Even if this colossally complex issue of obtaining the right data types at sufficient temporal density from a large enough sample based on robust prior knowledge were solved, if the mechanism is known to manifest idiosyncratically (see [
13] for many concrete examples), then big data will become not just insufficient but, potentially, problematic as it may wash out or ignore meaningful individual differences. For example, the behavioral science version of reinforcement learning (i.e., increasing future behaviors via giving rewards, like giving a dog food after sitting) is one of the most well understood drivers of behavior across organisms [
14,
15]. While the mechanism is universal, it manifests idiosyncratically [
14,
15]. Think, for example, of the pickiness of children. One child might find strawberries to be a reward whereas another child might find them to be aversive. Learning histories and individual preferences combine to create tremendous variability in how different people respond [
13] to both specific elements in the environment (e.g., strawberries) as well as classes of those elements (e.g., dessert). These concrete details of mechanism manifestation will be averaged out in aggregated analyses, yet it is precisely at that level of concreteness that treatments have to be individualized [
14‐
16]. Because of its focus on advancing goals of an N-of-1 unit and inclusion of that N-of-1 unit in the process, a small data approach has unique capabilities for issues that manifest idiosyncratically and, thus, are important for advancing precision health.
A small data approach uses different strategies to understand dynamic, multi-causal, and idiosyncratically manifesting phenomena, which can help to make these complexities more manageable. Within a big data paradigm, there is an implicit requirement that all plausibly meaningful variation is included in the dataset at a large enough scale to enable meaningful clusters and relationships in aggregate to be gleaned. Without this, what has been called ‘the black swan effect’ [
17], can occur, whereby a rare phenomenon not in a dataset is not deemed possible and, thus, not part of the modeling efforts.
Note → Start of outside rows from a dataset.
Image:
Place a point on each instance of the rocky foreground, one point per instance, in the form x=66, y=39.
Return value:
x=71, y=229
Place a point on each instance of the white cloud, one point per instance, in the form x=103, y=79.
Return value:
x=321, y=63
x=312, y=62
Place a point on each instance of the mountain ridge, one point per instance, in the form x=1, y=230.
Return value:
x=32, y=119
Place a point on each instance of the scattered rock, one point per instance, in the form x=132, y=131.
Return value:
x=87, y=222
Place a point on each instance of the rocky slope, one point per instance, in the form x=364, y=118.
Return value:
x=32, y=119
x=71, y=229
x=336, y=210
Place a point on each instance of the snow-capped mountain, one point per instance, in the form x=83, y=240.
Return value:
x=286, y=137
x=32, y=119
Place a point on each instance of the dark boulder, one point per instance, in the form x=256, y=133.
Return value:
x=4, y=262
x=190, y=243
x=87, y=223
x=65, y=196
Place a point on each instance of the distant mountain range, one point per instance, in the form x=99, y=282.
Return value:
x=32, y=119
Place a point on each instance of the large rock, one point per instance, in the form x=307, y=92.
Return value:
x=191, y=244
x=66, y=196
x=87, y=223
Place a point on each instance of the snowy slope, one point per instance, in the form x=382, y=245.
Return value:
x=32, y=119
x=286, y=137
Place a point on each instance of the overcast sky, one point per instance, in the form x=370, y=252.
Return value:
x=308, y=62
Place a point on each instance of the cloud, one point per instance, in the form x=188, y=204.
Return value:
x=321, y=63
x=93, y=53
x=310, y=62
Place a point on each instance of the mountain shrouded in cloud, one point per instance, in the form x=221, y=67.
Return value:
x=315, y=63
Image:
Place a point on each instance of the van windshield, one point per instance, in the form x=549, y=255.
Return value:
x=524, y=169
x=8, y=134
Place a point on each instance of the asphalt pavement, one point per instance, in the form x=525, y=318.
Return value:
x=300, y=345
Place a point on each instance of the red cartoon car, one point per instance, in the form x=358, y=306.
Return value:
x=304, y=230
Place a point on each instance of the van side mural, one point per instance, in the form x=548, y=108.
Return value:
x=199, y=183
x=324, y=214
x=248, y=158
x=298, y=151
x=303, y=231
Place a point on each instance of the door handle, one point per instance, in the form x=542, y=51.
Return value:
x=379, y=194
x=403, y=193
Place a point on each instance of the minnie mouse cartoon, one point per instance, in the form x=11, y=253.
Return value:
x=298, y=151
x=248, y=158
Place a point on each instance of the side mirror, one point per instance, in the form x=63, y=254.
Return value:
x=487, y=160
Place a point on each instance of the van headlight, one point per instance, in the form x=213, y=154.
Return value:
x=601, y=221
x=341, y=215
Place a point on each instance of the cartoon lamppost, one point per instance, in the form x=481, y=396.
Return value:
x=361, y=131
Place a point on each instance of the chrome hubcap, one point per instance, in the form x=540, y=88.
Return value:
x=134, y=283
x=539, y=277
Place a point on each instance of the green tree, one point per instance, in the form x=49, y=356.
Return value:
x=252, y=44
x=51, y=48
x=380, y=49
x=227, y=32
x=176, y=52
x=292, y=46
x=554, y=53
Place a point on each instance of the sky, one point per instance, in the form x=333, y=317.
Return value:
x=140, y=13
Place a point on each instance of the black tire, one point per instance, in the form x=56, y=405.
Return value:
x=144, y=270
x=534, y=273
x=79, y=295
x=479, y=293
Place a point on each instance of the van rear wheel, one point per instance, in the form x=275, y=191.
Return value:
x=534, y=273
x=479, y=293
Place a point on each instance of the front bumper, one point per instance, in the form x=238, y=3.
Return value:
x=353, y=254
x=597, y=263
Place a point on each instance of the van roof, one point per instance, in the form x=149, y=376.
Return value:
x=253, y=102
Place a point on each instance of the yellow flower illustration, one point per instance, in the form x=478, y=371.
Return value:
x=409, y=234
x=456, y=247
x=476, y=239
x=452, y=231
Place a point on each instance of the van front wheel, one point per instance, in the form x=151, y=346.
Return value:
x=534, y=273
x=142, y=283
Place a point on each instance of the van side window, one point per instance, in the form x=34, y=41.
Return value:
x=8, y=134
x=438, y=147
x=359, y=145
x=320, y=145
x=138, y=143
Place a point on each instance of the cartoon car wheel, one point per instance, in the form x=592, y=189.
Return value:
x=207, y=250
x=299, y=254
Using a small data approach, there is an incentive for people for whom the data are about to think carefully through insights collected from the data and, thus, to engage in gathering the right data types at sufficient temporal density to enable them to gather actionable insights for improved prediction and control for themselves. Further, a great deal of causal factors can be ruled out based on attributes of the person, context, or time, with the individual unit playing an important role in ruling out these possibilities (e.g., “I never eat those types of food; I’m not ever exposed to those environmental issues”). An individual understands their own lives, contexts, and preferences, which can facilitate specifying the idiosyncratic manifestations that need to be measured. For example, an individual may know – or could quickly learn – the degree to which salty foods versus sugary foods might trigger them to over eat. Finally, as discussed in detail below, a small data approach targets helping individuals first, not transportable knowledge first, which enables insights to be gleaned from data without the higher bar of those insights being generalizable to others.
In summary, from a scientific perspective, a small data approach has unique, complementary strategies for managing complex, dynamic, multi-causal, idiosyncratically manifesting phenomena compared to a big data approach, which could be valuable regardless of their value to big data approaches as well as for improving big data analytics.